All supporters must do now is appeal about the MFP part of the ruling and get a stay on halting funding. And then there’s always the Supreme Court if the First Circuit goes along with Kelley. This makes it highly unlikely that already the next school year would not have started before a final ruling came out. And even if that presumed final decision surprisingly went against reformers, what then would be the remedy, have the state pay back to the MFP? You can’t take back the year of education. The fact is, the program with this ruling gets ratified and now it’s all just a matter of finding the money.

And no doubt if everything went against the state, it could find the $25 million or so to fund it. In fact, the traditional 2.75 percent inflation factor for the MFP that has been suspended for the past few years would have produced an increase almost three times what the state paid this year for the program. Reformers, who include Jindal and who control both the Board of Elementary and Secondary Education and the Legislature that determines the MFP and the amounts it will pay, could adjust this factor to increase the money going to the MFP by the factor minus the estimated costs to pay for the program, and in a relative sense still be ahead for many years to come.

Meanwhile, opponents are left with a quandary.
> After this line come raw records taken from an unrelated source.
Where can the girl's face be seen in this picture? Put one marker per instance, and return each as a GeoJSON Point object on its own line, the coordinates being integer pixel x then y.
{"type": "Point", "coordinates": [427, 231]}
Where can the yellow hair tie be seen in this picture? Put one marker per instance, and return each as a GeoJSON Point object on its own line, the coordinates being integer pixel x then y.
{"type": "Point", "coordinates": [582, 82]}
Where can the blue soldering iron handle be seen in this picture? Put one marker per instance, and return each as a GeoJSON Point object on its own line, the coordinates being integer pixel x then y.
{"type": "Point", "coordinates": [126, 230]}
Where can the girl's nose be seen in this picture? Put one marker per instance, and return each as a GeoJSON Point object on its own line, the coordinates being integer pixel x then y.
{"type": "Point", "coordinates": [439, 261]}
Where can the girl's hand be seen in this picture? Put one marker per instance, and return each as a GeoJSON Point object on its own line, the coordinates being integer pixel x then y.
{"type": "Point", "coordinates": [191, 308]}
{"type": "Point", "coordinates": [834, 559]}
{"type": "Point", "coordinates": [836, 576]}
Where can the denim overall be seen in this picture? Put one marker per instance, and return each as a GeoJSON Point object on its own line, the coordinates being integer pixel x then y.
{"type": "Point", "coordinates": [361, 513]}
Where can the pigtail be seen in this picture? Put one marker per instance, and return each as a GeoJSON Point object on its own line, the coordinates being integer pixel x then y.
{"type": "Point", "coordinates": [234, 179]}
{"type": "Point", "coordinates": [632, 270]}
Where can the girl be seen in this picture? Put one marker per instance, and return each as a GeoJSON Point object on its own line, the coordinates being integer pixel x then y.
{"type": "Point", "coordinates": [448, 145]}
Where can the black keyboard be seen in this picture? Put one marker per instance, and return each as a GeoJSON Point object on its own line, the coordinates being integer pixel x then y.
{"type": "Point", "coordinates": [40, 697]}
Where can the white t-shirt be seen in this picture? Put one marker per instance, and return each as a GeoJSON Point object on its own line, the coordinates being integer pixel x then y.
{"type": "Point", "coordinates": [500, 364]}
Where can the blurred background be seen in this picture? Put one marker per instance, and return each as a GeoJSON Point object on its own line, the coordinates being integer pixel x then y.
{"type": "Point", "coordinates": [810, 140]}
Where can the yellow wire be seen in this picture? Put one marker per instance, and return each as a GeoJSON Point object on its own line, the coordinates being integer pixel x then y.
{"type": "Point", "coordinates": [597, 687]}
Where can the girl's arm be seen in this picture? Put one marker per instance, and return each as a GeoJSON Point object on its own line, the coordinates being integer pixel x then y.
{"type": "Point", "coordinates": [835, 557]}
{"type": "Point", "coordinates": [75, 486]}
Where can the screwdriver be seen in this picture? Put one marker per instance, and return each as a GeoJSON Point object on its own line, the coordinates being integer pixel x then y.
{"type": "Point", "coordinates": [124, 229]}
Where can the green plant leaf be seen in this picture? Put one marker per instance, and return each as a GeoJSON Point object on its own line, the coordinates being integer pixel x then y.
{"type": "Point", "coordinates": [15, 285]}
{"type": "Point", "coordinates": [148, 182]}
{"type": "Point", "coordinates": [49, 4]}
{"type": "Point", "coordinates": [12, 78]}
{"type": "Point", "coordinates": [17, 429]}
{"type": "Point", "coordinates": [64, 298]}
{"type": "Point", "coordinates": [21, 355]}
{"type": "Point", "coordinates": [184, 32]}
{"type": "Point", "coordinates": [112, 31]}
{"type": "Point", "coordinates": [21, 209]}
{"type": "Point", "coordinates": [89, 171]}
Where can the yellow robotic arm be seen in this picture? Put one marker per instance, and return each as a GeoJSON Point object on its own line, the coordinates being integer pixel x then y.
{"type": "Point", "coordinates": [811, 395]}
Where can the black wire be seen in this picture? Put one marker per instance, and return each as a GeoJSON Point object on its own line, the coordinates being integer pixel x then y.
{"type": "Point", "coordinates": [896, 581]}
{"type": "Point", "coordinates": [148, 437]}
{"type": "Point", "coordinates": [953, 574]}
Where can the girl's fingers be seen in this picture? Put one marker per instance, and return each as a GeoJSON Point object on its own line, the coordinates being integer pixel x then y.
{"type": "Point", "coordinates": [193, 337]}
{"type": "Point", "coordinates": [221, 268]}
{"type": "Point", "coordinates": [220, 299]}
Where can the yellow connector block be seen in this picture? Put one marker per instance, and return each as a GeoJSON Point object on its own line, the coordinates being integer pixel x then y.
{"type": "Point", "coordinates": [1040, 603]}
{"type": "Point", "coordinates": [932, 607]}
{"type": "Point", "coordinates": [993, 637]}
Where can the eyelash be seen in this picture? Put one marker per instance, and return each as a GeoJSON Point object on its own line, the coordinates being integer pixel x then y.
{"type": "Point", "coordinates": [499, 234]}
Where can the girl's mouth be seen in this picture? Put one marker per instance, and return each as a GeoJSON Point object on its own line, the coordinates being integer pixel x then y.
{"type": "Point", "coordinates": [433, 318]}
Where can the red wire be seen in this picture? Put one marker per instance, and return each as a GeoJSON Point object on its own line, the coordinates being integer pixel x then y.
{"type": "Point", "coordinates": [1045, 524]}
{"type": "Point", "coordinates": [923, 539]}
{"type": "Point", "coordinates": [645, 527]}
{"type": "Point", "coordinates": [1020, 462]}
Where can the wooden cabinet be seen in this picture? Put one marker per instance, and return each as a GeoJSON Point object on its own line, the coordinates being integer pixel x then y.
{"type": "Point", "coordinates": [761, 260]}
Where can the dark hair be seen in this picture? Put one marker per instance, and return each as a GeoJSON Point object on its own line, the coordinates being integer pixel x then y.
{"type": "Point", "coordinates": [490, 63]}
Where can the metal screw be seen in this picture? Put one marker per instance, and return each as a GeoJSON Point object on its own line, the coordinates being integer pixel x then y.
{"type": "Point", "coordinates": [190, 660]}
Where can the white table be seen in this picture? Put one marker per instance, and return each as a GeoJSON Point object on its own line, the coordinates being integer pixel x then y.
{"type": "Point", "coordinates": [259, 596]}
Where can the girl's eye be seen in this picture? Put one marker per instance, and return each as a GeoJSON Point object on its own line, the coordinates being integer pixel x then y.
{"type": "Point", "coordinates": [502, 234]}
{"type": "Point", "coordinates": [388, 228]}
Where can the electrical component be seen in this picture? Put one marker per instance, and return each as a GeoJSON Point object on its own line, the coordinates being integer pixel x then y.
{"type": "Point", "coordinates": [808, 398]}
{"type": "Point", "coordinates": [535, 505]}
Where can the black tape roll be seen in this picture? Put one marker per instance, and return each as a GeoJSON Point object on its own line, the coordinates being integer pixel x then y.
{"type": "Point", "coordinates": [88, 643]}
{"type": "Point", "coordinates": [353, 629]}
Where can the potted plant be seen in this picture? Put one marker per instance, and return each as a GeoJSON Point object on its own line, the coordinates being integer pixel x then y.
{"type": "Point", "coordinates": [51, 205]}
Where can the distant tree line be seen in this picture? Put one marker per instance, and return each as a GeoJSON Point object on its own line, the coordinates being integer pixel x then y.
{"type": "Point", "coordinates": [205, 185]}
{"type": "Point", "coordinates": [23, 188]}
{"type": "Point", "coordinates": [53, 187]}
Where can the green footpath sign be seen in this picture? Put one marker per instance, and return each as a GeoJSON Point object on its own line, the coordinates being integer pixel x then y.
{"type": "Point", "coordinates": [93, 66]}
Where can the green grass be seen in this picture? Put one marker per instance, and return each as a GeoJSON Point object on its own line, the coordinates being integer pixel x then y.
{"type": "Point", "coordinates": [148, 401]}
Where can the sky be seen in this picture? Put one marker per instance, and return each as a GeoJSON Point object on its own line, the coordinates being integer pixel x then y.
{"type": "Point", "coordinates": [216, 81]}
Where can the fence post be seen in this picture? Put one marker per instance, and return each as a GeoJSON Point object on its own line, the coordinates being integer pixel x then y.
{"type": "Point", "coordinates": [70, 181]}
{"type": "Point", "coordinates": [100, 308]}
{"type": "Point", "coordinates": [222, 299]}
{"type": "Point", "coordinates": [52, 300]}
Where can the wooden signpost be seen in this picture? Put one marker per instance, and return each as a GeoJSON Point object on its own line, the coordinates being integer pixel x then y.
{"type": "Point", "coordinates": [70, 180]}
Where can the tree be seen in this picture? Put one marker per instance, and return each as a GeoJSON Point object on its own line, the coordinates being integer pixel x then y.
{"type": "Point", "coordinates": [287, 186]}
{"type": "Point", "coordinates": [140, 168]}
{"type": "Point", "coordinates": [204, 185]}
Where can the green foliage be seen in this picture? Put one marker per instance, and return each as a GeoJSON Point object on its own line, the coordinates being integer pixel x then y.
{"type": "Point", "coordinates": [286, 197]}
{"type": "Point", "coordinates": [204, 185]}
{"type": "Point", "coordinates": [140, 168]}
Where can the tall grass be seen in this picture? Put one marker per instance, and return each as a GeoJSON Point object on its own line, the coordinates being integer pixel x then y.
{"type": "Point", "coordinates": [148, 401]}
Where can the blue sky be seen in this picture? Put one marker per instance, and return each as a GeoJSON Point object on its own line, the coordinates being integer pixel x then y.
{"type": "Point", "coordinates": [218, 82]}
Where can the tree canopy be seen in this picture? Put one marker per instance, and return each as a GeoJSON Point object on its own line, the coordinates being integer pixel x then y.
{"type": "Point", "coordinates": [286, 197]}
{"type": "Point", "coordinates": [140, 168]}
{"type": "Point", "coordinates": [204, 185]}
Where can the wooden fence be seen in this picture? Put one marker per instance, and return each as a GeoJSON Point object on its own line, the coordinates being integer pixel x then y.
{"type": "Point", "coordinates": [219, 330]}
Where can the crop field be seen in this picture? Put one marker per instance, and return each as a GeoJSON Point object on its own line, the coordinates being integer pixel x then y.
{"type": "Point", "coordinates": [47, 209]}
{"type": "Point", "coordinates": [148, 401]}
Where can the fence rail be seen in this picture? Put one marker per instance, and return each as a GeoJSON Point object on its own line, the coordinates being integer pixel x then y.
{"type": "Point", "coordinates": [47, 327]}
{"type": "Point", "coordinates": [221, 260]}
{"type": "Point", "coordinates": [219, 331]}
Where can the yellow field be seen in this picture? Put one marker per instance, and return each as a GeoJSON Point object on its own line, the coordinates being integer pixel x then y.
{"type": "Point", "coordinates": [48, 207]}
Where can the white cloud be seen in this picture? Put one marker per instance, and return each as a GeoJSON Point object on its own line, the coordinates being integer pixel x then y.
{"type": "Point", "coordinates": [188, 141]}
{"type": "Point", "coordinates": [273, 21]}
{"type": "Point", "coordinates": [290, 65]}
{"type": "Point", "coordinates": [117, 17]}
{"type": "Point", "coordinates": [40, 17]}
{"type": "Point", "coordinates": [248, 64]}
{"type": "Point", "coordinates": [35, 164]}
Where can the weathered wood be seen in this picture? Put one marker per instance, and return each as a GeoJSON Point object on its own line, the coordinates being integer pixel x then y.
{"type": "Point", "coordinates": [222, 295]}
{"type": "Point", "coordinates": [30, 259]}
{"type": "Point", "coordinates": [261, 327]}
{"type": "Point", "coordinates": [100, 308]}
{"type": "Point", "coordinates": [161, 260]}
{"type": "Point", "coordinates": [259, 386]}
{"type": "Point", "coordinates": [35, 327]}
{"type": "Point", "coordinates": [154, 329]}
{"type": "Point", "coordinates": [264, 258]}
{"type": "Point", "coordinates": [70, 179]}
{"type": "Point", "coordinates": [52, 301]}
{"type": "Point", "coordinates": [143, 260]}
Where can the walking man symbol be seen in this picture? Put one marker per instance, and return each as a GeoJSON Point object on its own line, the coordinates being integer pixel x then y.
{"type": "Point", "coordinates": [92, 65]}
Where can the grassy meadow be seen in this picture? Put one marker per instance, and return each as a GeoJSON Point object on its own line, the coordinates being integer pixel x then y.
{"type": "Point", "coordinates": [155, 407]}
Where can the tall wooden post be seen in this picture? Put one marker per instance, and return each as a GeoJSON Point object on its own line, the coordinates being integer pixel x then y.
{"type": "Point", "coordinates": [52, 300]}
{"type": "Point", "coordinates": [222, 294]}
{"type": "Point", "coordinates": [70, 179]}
They would have to appeal as well to try to undo the other part but this allows at least several more months of life to the program, presenting an opportunity to cement itself more thoroughly into the public consciousness, continuing to build a constituency, and affording a continuous barrage of bad publicity for the opponents, who can be painted convincingly as grinches trying to trap children in bad schools just to satisfy their ideological leanings and worship of big government. In turn, this may reduce their leverage against the program, which is that it passed in a flawed way and thereby gets negated, because the longer their obstinate behavior goes on, the more it will shore up support if it has to be redone again.

Their best hope was to cut the law off at the pass, through invalidating it, as soon as possible. That didn’t happen, and time is against them. By contrast, time is on the side of reformers, as the longer the program operates the greater the chances become of identifying alternative funding mechanisms and allowing for their manifestation, and of encouraging larger majorities to support it.

So, the political impact of the entire ruling favors reformers. We’ll see where the inevitable appeal takes us.